Output files are created into which steps can write their
outputs and environment variable exports. The file locations are
provided in `OUTPUT_FILE` and `ENV_FILE` environment variables.

After execution Step Runner will read the output and environment
variable files and populate the trace with their values. The
outputs will be stored under the context for the executed step.
And the exported environment variables will be merged with environment
provided to the next step.

Some steps can be of type `steps` and be composed of a sequence
of GitLab CI steps. These will be compiled and executed in sequence.
Any environment variables exported by nested steps will be available
to subsequent steps. And will be available to high level steps
when the nested steps are complete. E.g. entering nested steps does
not create a new "scope" or context object. Environment variables
are global.

## Containers

We've tried a couple approaches to running steps in containers.
In end we've decided to delegate steps entirely to a step runner
in the container.

Here are the options considered:

### Delegation (chosen option)

A provision is made for passing complex structures to steps, which
is to serialize them as JSON (see Inputs above). In this way the actual
step to be run can be merely a parameter to step running in container.
So the outer step is a `docker/run` step with a command that executes
`step-runner` with a `steps` input parameter. The `docker/run` step will
run the container and then extract the output files from the container
and re-emit them to the outer steps.

This same technique will work for running steps in VMs or whatever.
Step Runner doesn't have to know anything about containerizing or
isolation steps.

### Special Compilation (rejected option)
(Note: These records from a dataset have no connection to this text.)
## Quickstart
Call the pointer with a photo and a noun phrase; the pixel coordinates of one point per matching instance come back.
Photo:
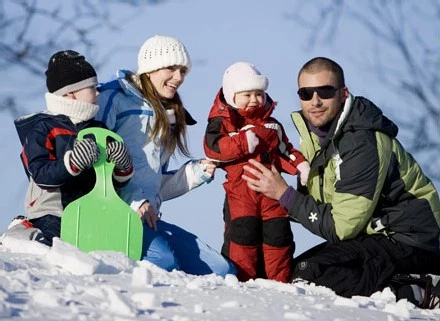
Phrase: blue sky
(217, 34)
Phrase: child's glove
(118, 153)
(252, 141)
(304, 170)
(84, 154)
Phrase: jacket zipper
(321, 182)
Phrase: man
(365, 195)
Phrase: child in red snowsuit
(257, 236)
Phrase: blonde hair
(171, 137)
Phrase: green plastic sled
(101, 220)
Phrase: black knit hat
(69, 71)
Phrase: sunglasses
(325, 92)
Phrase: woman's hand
(269, 181)
(149, 214)
(208, 166)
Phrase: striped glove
(84, 154)
(118, 153)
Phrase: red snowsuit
(256, 227)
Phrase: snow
(63, 283)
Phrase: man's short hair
(318, 64)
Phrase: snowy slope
(63, 283)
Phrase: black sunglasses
(325, 92)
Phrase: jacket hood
(222, 109)
(361, 113)
(130, 89)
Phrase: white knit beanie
(161, 52)
(242, 76)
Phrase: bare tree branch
(403, 59)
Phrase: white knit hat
(161, 52)
(242, 76)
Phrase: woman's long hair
(171, 136)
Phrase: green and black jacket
(362, 181)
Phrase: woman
(145, 109)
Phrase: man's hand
(269, 181)
(148, 214)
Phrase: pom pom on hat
(242, 76)
(68, 71)
(161, 52)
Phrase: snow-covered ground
(63, 283)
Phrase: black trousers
(363, 265)
(50, 226)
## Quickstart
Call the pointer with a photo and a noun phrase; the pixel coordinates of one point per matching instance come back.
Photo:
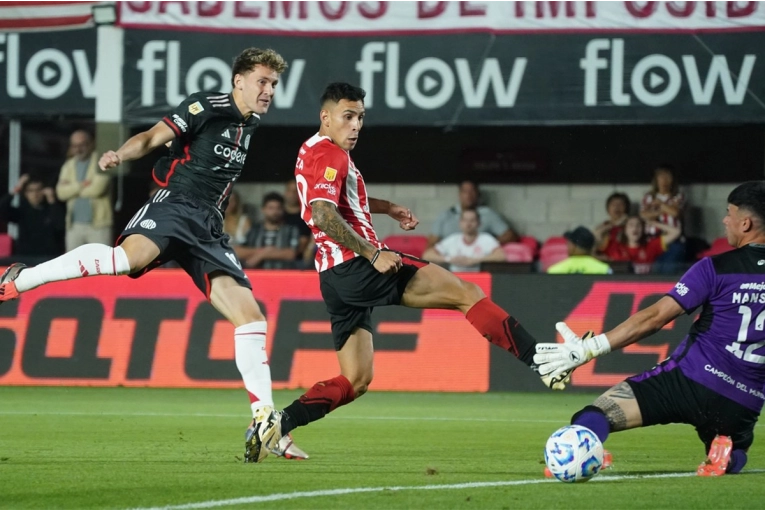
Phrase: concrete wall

When we see the `image` keyword in a GitLab CI step we would download
and compile the "target" step. Then manufacture a `docker/run` step
and pass the complied `exec` command as an input. Then we would compile
the `docker/run` step and execute it.

However this requires Step Runner to know how to construct a `docker/run`
step. Which couples Step Runner with the method of isolation, making
isolation in VMs and other methods more complicated.

### Native Docker (rejected option)

The baseline step can include provisions for running a step in a
Docker container. For example the step could include a `ref` "target"
field and an `image` field.

However this also couples Step Runner with Docker and expands the role
of Step Runner. It is preferable to make Docker an external step
that Step Runner execs in the same way as any other step.